Macron as statesman, risen above the vulgar fray of political infighting, was now a man indifferent to his fate, concerned only to bring peace to the world.
He wasn’t the only one. At the same time, in Downing Street, the same magic was taking effect, but from a very different starting point. Two weeks ago, Boris Johnson was finished. He may have Got Brexit Done, but, by common consent, his principal supporting role in Partygate, the Tories’ very own lockdown drama, combined with the general realisation that if he ever told the truth it was by accident, had made his removal from office just a matter of time.
Instead – hey presto! – Putin gave the order to invade Ukraine and Johnson’s rehabilitation was at once underway. Partygate? Be serious. Posh wallpaper for the Downing Street flat? Do me a favour. Contracts for cronies? Questioned by Plod?
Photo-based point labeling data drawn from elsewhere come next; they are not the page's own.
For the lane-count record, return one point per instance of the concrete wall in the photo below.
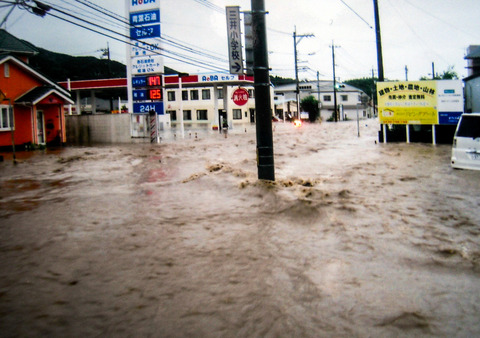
(472, 95)
(93, 129)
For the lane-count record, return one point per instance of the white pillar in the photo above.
(180, 115)
(78, 103)
(215, 106)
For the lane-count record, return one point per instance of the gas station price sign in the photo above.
(153, 89)
(147, 81)
(154, 81)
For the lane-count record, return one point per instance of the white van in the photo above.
(466, 143)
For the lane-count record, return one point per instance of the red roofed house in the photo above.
(30, 103)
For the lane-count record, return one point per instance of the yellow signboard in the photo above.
(407, 102)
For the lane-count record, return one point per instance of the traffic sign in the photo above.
(240, 96)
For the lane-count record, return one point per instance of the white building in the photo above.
(349, 99)
(206, 99)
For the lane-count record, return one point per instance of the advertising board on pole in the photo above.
(234, 40)
(147, 65)
(143, 5)
(420, 102)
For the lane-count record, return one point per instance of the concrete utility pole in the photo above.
(265, 163)
(334, 83)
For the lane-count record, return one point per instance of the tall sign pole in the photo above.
(145, 63)
(334, 84)
(379, 42)
(265, 157)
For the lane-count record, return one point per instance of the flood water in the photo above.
(180, 239)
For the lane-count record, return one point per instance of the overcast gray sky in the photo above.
(414, 34)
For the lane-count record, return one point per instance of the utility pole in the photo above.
(318, 90)
(265, 158)
(295, 43)
(379, 42)
(334, 83)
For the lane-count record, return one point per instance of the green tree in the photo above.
(309, 104)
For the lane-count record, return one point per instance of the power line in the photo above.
(350, 8)
(174, 55)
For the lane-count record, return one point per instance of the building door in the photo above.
(40, 128)
(222, 115)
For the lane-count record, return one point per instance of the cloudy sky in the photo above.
(415, 34)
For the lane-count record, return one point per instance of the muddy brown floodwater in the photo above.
(180, 239)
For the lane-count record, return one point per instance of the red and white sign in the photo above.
(240, 96)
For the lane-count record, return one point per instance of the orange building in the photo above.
(31, 105)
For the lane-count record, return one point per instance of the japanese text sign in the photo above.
(234, 40)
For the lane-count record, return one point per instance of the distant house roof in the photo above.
(325, 86)
(38, 94)
(27, 68)
(11, 44)
(473, 52)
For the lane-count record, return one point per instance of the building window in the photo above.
(237, 114)
(6, 118)
(202, 115)
(194, 95)
(173, 114)
(205, 94)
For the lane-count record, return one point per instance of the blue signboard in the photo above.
(139, 95)
(146, 107)
(145, 18)
(145, 32)
(139, 81)
(449, 117)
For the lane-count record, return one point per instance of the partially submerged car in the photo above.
(466, 143)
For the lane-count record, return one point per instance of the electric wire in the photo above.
(174, 55)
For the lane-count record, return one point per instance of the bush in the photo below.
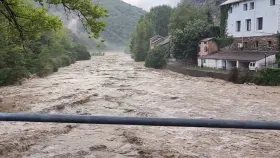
(44, 69)
(156, 58)
(82, 52)
(97, 54)
(12, 75)
(66, 60)
(270, 77)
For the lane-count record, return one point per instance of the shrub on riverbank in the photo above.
(265, 77)
(156, 58)
(41, 56)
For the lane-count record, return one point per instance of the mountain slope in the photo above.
(121, 22)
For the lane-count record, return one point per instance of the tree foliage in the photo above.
(156, 58)
(186, 41)
(140, 43)
(160, 17)
(26, 19)
(42, 56)
(154, 22)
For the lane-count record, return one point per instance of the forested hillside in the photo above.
(187, 23)
(34, 42)
(121, 22)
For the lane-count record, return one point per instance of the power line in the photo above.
(171, 122)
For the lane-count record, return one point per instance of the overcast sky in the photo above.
(147, 4)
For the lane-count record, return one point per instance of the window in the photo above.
(205, 49)
(269, 43)
(257, 44)
(252, 5)
(245, 7)
(238, 26)
(245, 44)
(259, 23)
(230, 10)
(248, 24)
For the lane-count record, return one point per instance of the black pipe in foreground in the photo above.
(139, 121)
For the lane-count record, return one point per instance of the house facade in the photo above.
(250, 18)
(253, 24)
(207, 46)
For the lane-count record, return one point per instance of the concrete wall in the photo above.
(197, 73)
(212, 63)
(251, 43)
(269, 60)
(270, 15)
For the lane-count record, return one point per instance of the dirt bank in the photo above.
(115, 85)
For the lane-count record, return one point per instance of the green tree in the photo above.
(22, 16)
(186, 41)
(140, 43)
(156, 58)
(160, 17)
(183, 14)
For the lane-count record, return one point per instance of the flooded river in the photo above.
(115, 85)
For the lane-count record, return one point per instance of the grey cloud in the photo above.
(147, 4)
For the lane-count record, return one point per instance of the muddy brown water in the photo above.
(114, 85)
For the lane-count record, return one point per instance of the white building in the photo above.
(247, 18)
(252, 24)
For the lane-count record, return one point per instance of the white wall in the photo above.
(229, 65)
(263, 9)
(269, 60)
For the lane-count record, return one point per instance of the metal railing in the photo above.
(171, 122)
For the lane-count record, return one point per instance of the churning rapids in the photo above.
(114, 85)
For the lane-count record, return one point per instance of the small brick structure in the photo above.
(207, 46)
(261, 43)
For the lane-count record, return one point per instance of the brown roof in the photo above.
(239, 55)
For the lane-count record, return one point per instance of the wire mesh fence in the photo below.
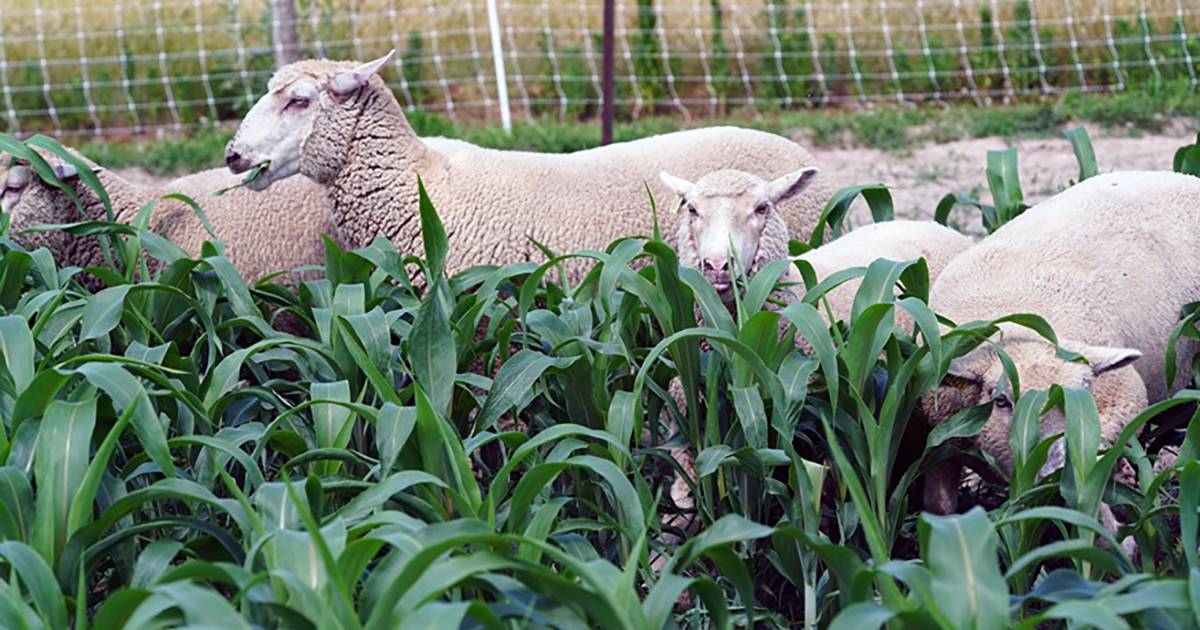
(125, 66)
Well, pardon me for breathing while I get on with my mission to save Europe from Putin’s hordes.
Gone was the Johnson of Africans as “piccaninnies,” Muslim women as “letter-boxes” and gay men as “tank-topped bum-boys”. No more would his response to criticism from abroad be, “Prenez un grip” and “Donnez-moi un break”. In place of Cartoon Boris was Bulldog Johnson, who wouldn’t rest until Ukraine was freed and Putin was up before the beak in The Hague. Like Prince Hal unexpectedly elevated to the throne after years as the nation’s number one rascal, Bojo was now in pursuit of Agincourt, if not the Holy Grail.
The irony is that he is actually pretty good at being serious. He would genuinely like to help the people of Ukraine and make Putin answer for his crimes. It’s just that being serious is not his default position and there is always the chance that he will accidentally revert to type and introduce slapstick into tragedy.
Shakespeare would have known how to put it: two leaders unalike in dignity, fated like star-crossed rivals to open themselves anew to the world’s scrutiny. Can they carry it off? Will their commitment to a better world produce lasting results? We can only hope.